Kitaplar | Yazarlar | İlmihal | Sohbetler | Hutbeler

BAŞKASINA AİT MALI ZORLA VEYA HİLE İLE ELE GEÇİRMEK



1599 Resûl-i Ekrem (sav)'in: "Müslümanın malı, ancak kendi gönül rızası ile (başkasına) helal olur"(362) buyurduğu bilinmektedir. Başta gasb olmak üzere hırsızlık, gulûl, soygunculuk gibi yollarla elde edilen kazanç haramdır.



1600 GASBIN MAHİYETİ: Önce kelime üzerinde duralım. Gasb; bir malı veya eşyayı sahibinden, zor kullanarak almaktır. Lugat alimleri tarafından; bu şekilde kullanılmıştır, meşhur olan tarifi de budur. İslâmi ıstılâhta; "Bir kimsenin mütekavvim ve muhterem olan bir malını, onun izni olmaksızın haksız yere elinden almaktır."(363) şeklinde tarif olunmuştur. Mecelle'de: "Gasb, bir kimsenin izni olmaksızın malını ahz ve zabt etmektir ti, ahz eden kimseye "Gasıb" ve o mala "Mağsub" ve sahibine "Mağsub-un-minh" denilir"(364) hükmü kayıtlıdır.



1601 Resûl-i Ekrem (sav)'in: "Hiçbir kimseye; kardeşinin malını, ne şakacıktan, ne de ciddi olarak almak helal olmaz. Şayet almışsa derhal geri versin"(365) buyurduğu bilinmektedir. Fûkaha, gasb edilen malın aynen iadesinin gerektiği hususunda müttefiktir. Eğer gasb edilen mal telef olunmuşsa, bedelinin ödenmesi şarttır.(366).
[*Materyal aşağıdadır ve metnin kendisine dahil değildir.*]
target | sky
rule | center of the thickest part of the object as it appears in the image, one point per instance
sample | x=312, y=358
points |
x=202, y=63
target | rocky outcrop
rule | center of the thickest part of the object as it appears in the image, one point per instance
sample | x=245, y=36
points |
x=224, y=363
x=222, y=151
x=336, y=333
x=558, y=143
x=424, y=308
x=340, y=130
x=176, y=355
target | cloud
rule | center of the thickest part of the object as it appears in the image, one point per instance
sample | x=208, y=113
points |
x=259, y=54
1602 Bir kimse; başkasına ait bir araziyi gasbedip, oraya bina yapsa veya ağaç dikse durum ne olur? Hanefi fûkahası; bu durumda gasbedene: "Binayı derhal yık ve ağaçlarını sök!.. Daha sonra da araziyi sahibine iade et" denilir. Zira Resûl-i Ekrem (sav): "Zalim bir kök sahibi için hak yoktur" buyurmuştur. Esasen arazinin sahibinin mülkiyeti bakidir"(367) hükmünde ittifak etmiştir. Resûl-i Ekrem (sav)'in: "Kim toprağın bir karış miktarına bile tecavüz ederse, Allah, kıyamet gününde o toprağı yedi kat yerin altına kadar-ki miktarı ile ateşten halka yapıp onun (tecavüz edenin, gasıbın) boynuna dolar"(368) Hadis-i Şerifi; gasıbın ahirette de azaba müstehak olacağını beyan etmektedir.
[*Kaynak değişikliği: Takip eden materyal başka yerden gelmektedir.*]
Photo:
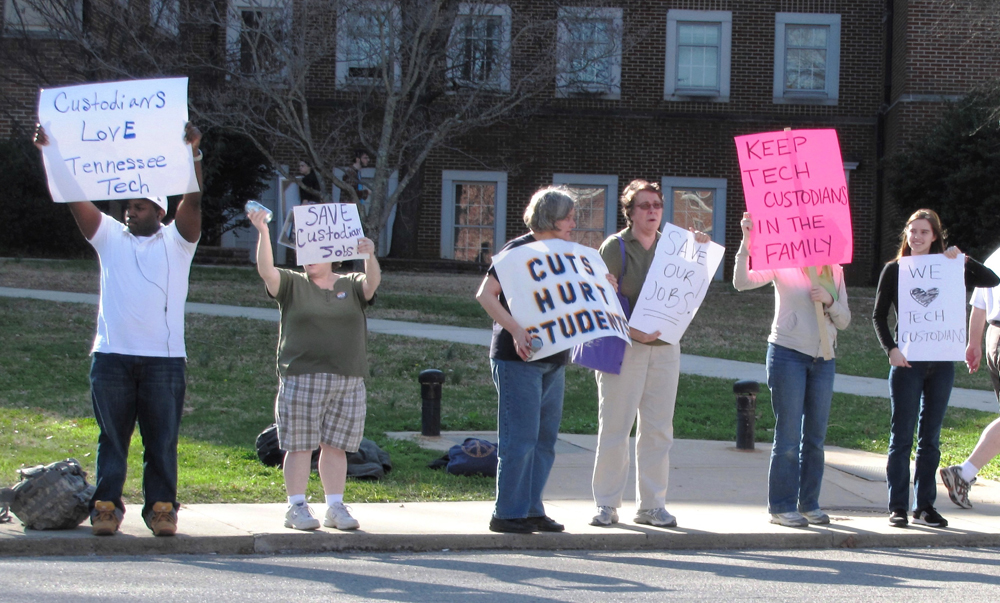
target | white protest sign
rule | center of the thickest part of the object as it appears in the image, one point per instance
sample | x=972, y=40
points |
x=559, y=291
x=117, y=140
x=676, y=283
x=327, y=232
x=931, y=307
1603 Gasıb; zorla aldığı malın mahiyetini değiştirirse, kıymetini ödemek zorundadır. İslâm toplumunda mal emniyeti sadece müslümanlar için değil, zimmet ehli gayri müslimler için de geçerlidir. Bir müslüman; bir zimmiye ait şarabı telef ederse, onun kıymetini ödemek zorundadır. Çünkü zimmet ehlinin indinde şarap mal hükmündedir, dinlerine göre alışverişe konu olmaktadır.(369) O halde zararı izâle etmek gerekir.
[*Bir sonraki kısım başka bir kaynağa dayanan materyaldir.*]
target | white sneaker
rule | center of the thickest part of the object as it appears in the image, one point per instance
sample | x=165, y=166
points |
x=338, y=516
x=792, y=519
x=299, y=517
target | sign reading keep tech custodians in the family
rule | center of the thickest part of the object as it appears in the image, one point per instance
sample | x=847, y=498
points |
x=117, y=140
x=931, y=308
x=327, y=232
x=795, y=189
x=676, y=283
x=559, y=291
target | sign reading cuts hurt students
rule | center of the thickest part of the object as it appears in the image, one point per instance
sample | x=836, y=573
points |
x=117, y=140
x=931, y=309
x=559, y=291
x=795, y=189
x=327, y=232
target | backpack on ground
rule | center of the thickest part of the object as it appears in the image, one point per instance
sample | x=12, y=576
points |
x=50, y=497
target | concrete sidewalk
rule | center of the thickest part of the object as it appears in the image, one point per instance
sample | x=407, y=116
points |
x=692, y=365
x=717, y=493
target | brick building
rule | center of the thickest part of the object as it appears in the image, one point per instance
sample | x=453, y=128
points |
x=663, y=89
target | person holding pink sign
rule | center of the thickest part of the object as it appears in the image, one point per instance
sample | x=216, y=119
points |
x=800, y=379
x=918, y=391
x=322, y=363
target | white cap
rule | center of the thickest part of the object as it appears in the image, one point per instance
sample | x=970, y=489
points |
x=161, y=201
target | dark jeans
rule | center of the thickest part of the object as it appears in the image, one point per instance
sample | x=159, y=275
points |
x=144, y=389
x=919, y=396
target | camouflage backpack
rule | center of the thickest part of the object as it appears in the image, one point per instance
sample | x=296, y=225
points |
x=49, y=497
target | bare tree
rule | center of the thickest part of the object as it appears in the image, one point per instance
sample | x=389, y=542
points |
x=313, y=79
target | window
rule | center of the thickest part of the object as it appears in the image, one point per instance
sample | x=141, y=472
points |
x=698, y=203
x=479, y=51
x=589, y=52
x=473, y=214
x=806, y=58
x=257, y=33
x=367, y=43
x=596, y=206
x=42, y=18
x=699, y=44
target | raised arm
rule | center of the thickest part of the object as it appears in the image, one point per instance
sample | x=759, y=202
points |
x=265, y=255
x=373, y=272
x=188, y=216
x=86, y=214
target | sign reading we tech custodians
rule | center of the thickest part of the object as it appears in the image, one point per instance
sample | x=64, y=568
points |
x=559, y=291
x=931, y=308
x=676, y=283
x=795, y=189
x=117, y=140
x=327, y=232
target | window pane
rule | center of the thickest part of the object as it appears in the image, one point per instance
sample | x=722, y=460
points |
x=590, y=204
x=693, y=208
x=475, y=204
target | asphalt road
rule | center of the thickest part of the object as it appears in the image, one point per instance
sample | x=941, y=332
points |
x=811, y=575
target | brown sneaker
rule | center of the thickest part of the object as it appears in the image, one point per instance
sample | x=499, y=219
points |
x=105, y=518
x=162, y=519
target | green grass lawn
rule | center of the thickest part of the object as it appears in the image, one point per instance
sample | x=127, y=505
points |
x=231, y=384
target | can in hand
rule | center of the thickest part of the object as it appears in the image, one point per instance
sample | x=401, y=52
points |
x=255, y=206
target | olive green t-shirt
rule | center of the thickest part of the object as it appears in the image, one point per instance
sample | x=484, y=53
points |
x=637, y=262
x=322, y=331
1604 HIRSIZLIK VE SOYGUNCULUK: Başkasına ait olan bir malı gizlice almaya hırsızlık denir. Fûkaha, hırsızlığı; 1) Büyük hırsızlık, 2) Küçük hırsızlık olmak üzere ikiye ayırmıştır. Bu yolla elde edilen mal; hırsızın mülkiyetine geçmez. Bu konu üzerinde daha önce ("ûkûbat" bölümünde) titizlikle durmuştuk!..(370).



1605 GULÛL (ZİMMET SUÇU): Önce kelime üzerinde duralım. Ganimet malından gizlice birşey almak, emanete hıyanet etmek gibi manalara gelir. İslâmi ıstılahta; "mülkiyeti bütün ümmete ait olan devlet hazinesinden veya ganimetlerden gizlice almaya" gulûl denilir. Devlet mallarını; şahsi menfaatlere alet etmek haramdır.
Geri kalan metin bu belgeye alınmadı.